Il franchit alors le pas que beaucoup se refusent à faire et crée, avec le soutien d'autres entrepreneurs réunis au sein du Centre des Jeunes Dirigeants (CJD) de Nantes, les Bureaux du Cœur à la fin de l'année 2019. Une première invitée est accueillie dans une entreprise de La Montagne (Loire-Atlantique). Un séjour de deux mois qui permet à Élisabeth, contrainte de dormir dans sa voiture pour échapper aux violences conjugales, de reprendre pied. « Le sas entre la précarité dans laquelle elle était et le fait de pouvoir s'en sortir, c'était le logement », résume Pierre-Yves Loaëc.
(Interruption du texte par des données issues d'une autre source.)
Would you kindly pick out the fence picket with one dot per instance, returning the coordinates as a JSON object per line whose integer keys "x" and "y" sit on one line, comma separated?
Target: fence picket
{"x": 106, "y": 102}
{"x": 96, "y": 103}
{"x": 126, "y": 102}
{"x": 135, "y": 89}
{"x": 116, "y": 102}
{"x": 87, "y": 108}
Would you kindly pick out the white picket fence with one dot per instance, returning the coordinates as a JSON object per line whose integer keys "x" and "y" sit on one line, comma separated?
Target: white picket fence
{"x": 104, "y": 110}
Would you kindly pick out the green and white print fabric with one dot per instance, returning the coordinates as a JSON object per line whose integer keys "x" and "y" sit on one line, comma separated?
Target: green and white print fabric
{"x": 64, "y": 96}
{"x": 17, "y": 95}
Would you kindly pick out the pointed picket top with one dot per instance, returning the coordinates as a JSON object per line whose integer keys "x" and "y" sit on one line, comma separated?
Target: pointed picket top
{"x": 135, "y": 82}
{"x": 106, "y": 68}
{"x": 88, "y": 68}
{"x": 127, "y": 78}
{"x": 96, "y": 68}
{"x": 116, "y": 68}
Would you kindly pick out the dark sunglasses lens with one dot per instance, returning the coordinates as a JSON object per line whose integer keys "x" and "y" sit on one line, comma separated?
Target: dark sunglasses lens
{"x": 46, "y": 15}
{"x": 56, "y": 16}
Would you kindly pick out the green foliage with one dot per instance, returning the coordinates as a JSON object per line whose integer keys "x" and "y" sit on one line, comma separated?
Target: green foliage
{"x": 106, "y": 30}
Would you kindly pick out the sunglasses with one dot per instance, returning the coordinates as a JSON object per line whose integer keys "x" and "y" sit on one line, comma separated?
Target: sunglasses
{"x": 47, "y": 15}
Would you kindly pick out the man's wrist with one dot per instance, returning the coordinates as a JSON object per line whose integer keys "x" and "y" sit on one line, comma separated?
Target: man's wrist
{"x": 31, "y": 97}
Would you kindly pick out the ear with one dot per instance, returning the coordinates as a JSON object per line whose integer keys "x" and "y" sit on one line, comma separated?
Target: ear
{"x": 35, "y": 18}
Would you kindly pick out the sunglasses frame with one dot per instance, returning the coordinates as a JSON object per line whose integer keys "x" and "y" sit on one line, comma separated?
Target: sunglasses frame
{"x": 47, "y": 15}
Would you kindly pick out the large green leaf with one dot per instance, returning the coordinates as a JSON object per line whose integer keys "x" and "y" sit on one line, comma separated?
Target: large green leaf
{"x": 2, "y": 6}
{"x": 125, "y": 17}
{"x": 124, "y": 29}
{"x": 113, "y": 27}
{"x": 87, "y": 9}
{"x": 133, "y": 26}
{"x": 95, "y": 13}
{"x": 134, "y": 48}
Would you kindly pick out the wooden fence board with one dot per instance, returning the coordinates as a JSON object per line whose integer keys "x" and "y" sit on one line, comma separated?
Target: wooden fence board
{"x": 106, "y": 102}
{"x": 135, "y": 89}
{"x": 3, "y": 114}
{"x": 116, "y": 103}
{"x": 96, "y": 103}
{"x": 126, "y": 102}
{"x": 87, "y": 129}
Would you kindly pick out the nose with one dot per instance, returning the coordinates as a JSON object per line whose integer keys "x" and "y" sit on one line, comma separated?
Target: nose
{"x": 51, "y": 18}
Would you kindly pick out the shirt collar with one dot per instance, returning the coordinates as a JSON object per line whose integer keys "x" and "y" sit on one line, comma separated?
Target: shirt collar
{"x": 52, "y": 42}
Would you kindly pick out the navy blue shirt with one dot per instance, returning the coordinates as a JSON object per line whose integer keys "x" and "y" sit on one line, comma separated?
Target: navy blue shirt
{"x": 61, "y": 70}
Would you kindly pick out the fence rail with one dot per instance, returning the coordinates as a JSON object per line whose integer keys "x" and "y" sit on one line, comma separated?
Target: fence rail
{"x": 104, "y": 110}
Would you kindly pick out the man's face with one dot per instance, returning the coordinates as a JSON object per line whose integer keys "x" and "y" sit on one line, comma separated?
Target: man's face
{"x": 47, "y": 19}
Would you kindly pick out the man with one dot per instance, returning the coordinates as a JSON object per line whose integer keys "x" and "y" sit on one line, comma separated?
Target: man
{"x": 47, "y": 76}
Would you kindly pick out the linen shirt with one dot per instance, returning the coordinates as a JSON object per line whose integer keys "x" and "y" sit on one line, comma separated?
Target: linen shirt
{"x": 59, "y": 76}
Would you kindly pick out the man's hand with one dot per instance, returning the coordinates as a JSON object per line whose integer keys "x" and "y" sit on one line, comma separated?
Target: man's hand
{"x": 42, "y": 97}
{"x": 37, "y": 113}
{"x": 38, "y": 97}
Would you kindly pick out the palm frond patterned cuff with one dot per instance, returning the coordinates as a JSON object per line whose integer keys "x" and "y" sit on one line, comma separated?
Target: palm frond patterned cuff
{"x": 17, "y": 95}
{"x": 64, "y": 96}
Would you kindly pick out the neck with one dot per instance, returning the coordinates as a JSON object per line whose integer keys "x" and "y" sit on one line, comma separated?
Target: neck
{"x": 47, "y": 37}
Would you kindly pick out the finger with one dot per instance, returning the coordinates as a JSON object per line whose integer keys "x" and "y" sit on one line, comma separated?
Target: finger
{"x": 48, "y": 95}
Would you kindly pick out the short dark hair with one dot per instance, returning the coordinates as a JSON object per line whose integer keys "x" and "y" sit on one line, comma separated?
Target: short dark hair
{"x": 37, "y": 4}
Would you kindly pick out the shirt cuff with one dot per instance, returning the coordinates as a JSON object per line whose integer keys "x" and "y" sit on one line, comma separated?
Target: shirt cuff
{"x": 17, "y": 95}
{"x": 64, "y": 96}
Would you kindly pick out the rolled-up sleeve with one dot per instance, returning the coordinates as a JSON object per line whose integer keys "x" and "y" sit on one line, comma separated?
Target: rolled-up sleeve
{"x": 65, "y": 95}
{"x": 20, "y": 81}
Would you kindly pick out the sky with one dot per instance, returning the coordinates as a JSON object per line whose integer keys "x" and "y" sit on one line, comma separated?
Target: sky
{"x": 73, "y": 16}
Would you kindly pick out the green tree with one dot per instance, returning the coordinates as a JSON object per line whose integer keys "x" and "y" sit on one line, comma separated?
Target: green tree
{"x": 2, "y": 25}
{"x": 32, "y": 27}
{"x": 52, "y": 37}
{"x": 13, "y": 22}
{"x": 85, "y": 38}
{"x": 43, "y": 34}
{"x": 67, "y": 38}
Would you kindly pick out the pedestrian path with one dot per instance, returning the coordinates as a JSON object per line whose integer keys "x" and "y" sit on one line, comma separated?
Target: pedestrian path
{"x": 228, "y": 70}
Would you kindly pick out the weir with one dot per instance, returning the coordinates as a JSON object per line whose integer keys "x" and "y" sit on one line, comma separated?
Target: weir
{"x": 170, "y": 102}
Sa société fait évidemment partie des premières à emboîter le pas en proposant un lit. Avec succès : en deux ans et demi, cinq personnes ont été hébergées pour des périodes de quatre à six mois dans les locaux de Nobilito, situés sur l'île de Nantes. Une simple porte a été ajoutée afin de délimiter un espace privatif de 40 m², dans lequel la personne accueillie peut profiter d'un lit, des sanitaires, d'une petite cuisine, de la télévision de la salle de réunion et d'un accès Internet. Seule condition : laisser libres les locaux de 8 h 30 à 18 heures, pour que la vie de l'entreprise puisse suivre son cours.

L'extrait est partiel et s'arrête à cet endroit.